Bir aydır ailemin yanında Hollanda’dayım. Bugün dönüş vakti. Karmaşık duygular sarmaşık gibi. Biz aile olarak her zaman gurbet yaşadık. Kendimi bildim bileli öyle. Hep kavuşmalar ve vedalar arasında geçti zamanlar. Peki neden bu sefer bu yazıyı yazma ihtiyacı hissettim ki. Her zaman yaşadığım duygudan farklı olan ne? Ailem de Eskişehir’e bir hafta sonra gelecek iken bu hüznün sebebi ne?
Yıllarca annem ve babamdan ayrılırken çok zor geldi vedalar. Şimdi geleceklerini bile bile yine zor gelmesi yeni bir duyguyla yüzleştirdi beni. Aidiyet. İşte tüm mesele buydu aslında ve ben bunu bu yaşımda anladım.
Hayatım boyunca gitmelerden nefret ettim. Giderken de arkada kalırken de her zaman en büyük düşmanımdı o his.
70li yılların başında 15 yaşında çocuk yaşta Almanya’ya çalışmaya giden bir babanın kızıyım. Ardından 77 yılında bir aylık tanışmayla yine çocuk yaşta evlenip Almanya’ya gelin giden bir annenin… Gurbet hüznü 70’lerde kazınmış DNA’larımıza. Türkiye’ye kesin dönüş yapınca da yine çalışmak için Hollanda’ya giden bir babanın iki kişiyiz kardeşimle. Bizi büyütmek için çırpınan annenin yaşadığı hasreti bu yaşımda daha yeni idrak ediyorum. İşte o hasret kardeşimi ve annemi de gurbete atınca yine kalan olmak bana kaldı.

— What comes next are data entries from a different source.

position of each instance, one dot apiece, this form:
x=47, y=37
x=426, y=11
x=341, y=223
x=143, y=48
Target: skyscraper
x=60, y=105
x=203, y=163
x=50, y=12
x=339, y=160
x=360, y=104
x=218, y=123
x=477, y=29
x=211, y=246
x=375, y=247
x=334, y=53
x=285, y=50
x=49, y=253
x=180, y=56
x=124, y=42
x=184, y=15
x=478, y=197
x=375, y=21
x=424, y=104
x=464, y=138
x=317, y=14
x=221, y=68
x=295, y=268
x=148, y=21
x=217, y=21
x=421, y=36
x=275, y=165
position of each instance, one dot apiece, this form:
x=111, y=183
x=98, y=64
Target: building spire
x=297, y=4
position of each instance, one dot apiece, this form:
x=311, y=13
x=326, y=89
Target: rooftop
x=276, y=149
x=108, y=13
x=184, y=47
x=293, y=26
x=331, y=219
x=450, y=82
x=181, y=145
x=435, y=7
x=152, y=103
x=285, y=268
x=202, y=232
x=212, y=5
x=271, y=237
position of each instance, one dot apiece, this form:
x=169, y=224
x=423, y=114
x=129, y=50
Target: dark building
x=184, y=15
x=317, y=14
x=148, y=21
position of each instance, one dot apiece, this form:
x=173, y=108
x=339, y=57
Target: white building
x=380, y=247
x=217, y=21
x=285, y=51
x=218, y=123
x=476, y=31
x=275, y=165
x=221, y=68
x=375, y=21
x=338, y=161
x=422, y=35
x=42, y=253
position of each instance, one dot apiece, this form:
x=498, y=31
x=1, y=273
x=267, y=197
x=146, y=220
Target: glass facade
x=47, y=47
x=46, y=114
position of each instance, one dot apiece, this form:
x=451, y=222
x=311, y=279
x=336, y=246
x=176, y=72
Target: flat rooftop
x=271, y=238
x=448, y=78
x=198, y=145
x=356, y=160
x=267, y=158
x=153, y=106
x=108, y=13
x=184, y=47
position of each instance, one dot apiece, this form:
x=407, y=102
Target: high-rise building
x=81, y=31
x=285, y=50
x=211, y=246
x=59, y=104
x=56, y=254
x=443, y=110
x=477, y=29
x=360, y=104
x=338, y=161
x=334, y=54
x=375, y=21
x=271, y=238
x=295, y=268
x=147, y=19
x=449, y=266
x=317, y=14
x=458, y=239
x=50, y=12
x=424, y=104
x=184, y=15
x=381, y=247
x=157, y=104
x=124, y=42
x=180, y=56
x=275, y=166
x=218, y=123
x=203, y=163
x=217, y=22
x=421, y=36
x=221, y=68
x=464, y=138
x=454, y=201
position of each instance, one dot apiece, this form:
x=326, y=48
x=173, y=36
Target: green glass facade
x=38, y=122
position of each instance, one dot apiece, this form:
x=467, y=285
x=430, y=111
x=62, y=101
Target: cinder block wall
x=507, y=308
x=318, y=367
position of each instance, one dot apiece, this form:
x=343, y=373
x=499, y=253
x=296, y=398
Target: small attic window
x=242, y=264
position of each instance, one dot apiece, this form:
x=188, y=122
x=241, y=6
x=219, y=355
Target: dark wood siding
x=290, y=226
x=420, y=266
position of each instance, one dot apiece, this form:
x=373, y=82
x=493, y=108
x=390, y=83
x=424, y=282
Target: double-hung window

İşte biz bu yüzden hep özlem kokarız. Doğuştan genetik yani… Ama simdi şunu anladım ki o hiç bir zaman dört kişilik çekirdek aile olamamanın hissi bu sefer yaşadığım. Aidiyet hissi. Birbirimizi görmekten öte bir şey aynı havayı soluma özlemi. Doğduğumda dizilimime yazılan yuva olma kavramının yön bulamamış 45senesi. Herkes doğduğu evi hücrelerinde taşır. Geçirdiğin çocukluğunun kötü veya iyi olması bile hiç fark etmez. O ruh her zaman ait olmayı istiyor işte o dört duvara. İşte hayat ait olma özlemimizi canı nasıl isterse öyle törpülüyor çoğu zaman. acziyet… Her durumda acziyet. Bana kalansa yorgun dizlerle kabiliyet.